The Prof set his book down and looked at his wristwatch and made a small sucking sound. "We lifted off about five minutes ago. Once we get above the atmosphere we'll really accelerate," he explained. then he checked my pupils for dilation and my pulse. It was a little fast.

Then I began seeing spots in front of my eyes as my weight seemed to increase. The Professor remained standing to further poke and prod me. I was glad of it when I began seeing flecks of light and dark spots.

"Professor ... I don't think I'm reacting very well with this antigravity. I'm seeing things ..." Professor Ormsby got very excited until he heard exactly what I was seeing. maybe he was expecting me to start spouting on about vision and such.

"That is the gravity simulation warming up. Stand up a minute, Ty," he said. My weight seemed to be sort of normal. I was finding it hard to figure out exactly what was happening. It was close to normal gravity, I guessed.
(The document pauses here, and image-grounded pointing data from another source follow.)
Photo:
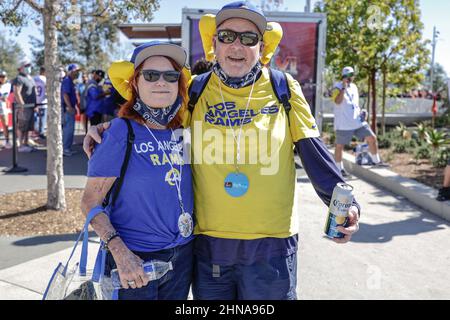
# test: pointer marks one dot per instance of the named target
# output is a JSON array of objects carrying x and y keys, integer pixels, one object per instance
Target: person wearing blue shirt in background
[
  {"x": 68, "y": 103},
  {"x": 94, "y": 97},
  {"x": 151, "y": 218}
]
I took a few experimental hops and still couldn't figure out what was off.

The Professor watched me intently and chuckled once or twice. "Tell me what is going through your mind."

"I feel kind of like ... gravity stops at my skin?"

"Exactly! The spots and flashes you viewed were caused by a cloud of microbots. In form they are like those ... drones you told me about. A central body with four rotors. They are a fraction of a millimeter. These suits are studded with micro hooks that provide power and guidance to them. The microbots thrust downward and voila! simulated gravity!"

"All that ... and you guys still don't have microwave ovens for the home ..." I muttered walking around. I picked up a magazine and let go. It hung there in the air. I did that with a few more magazines. No microbots to waste I suppose.

"That's right! You can't drop anything! But wait there's more!"

I had a stupid grin on my face as the Professor threw himself at the floor. He missed, slowing, stopping and then bobbing back up around waist level. "The suits have accelerometers. They shut down the microbots whenever they detect a sudden motion like falling. Jumping is okay as you saw. It kicks in if you are dropping and no longer vertical. All the health benefits of gravity with none of the drawbacks!"

"That is pretty neat," I said.

"Better than your selfish phones!?" he asked. I was about to correct him then stopped.

The Professor walked over to a wall and carefully began walking ... up the wall. The act wowed me. When Professor Ormsby turned to smile at me I decided to go him one better and took a short run at the wall and a skip onto it.

I fell.

I hit the deck with a thud, not hard enough to really hurt more than my pride. The Professor stepped off the wall and helped me to my feet shaking his head. I assured him I was fine.

"I am sorry, Ty," the great man offered me a rare apology. "I thought you knew. I sprang for first class for myself but ... you are traveling coach."